Low business force closure of shops

via Low business force closure of shops | The Herald November 16, 2015

Lisa Shirichena Herald Reporter
Low business is forcing a number of shops in Harare, mainly those in retail clothing, to close as many city centre customers move down market, and those seeking quality move to suburban centres.

Most tenants interviewed, including some who have already abandoned the shops, said they had accumulated huge debts over the months.

A survey by The Herald in Harare last Friday showed that a number of tenants had deserted shopping malls like Eastgate, Karigamombe Centre, the First Street Mall and Joina City.

A number of shops are also deserted Chitungwiza Town Centre, Westgate Shopping Mall and High Glen Shopping Centre outside the city centre.

In an interview, one of the tenants who abandoned business at Karigamombe Centre, where more than five shops have closed, said the major reason was that their businesses were facing down-market competition.

“I was paying $2 000 per month as rent,” he said.
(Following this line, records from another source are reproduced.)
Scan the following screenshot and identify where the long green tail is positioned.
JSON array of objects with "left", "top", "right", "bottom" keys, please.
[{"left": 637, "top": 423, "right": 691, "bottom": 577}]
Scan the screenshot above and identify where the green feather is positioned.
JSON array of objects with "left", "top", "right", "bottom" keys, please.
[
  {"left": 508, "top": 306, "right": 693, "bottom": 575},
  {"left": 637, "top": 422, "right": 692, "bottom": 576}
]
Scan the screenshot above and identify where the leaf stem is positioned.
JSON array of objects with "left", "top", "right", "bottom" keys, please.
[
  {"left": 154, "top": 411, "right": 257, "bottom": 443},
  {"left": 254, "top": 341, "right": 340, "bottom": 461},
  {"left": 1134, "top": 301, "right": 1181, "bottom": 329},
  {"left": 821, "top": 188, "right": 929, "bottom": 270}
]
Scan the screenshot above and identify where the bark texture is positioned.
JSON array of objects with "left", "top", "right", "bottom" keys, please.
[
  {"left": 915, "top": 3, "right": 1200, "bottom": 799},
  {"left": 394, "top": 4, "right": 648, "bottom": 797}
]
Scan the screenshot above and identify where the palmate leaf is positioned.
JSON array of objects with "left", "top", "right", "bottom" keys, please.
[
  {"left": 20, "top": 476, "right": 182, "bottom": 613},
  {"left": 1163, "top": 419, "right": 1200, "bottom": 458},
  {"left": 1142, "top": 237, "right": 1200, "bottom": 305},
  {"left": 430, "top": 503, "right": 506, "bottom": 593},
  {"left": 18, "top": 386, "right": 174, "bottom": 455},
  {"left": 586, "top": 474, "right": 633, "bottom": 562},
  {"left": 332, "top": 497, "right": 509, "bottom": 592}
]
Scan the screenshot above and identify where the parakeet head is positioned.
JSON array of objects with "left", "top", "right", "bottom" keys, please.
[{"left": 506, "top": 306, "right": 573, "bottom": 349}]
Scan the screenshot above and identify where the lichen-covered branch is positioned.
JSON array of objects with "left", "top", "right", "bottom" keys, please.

“I used to afford it without a hassle a few years ago, but customers started looking for other sources of clothing because cash is becoming hard to come by.

“Some people who used to buy quality stuff from this shop are no longer concerned about quality and have resorted to buying low quality and cheap clothes from other sources like flea markets.”

Karigamombe Centre is managed by Dawn Consultancy Trust whose senior property manager Mr Albert Mangwiro confirmed that tenants were burdened with overdue rents dating back to last year.

“These tenants have moved out because there is now low business at the mall, not because of high rentals,” he said.

“As owners of that mall, we have not increased rents since last year. Some tenants have requested for rental reductions and we have not refused, but their applications are still to be considered. Payments for rentals are negotiated depending on the shop and it’s usually $15 per square metre.”

Mr Mangwiro said vendors were in stiff competition with the shop tenants and the closure of AfriAsia Bank at the mall worsened the situation as the shops lost customers who used to frequent the bank.

Rents in the city centre are lower than those in the higher-end suburban shopping centres and the major problem facing retailers, especially those who used to cater for the quality market, is the move of their former customers to the expanding suburban shopping centres.

Most properties in the city’s rentals range from $14 to $20 per square metre.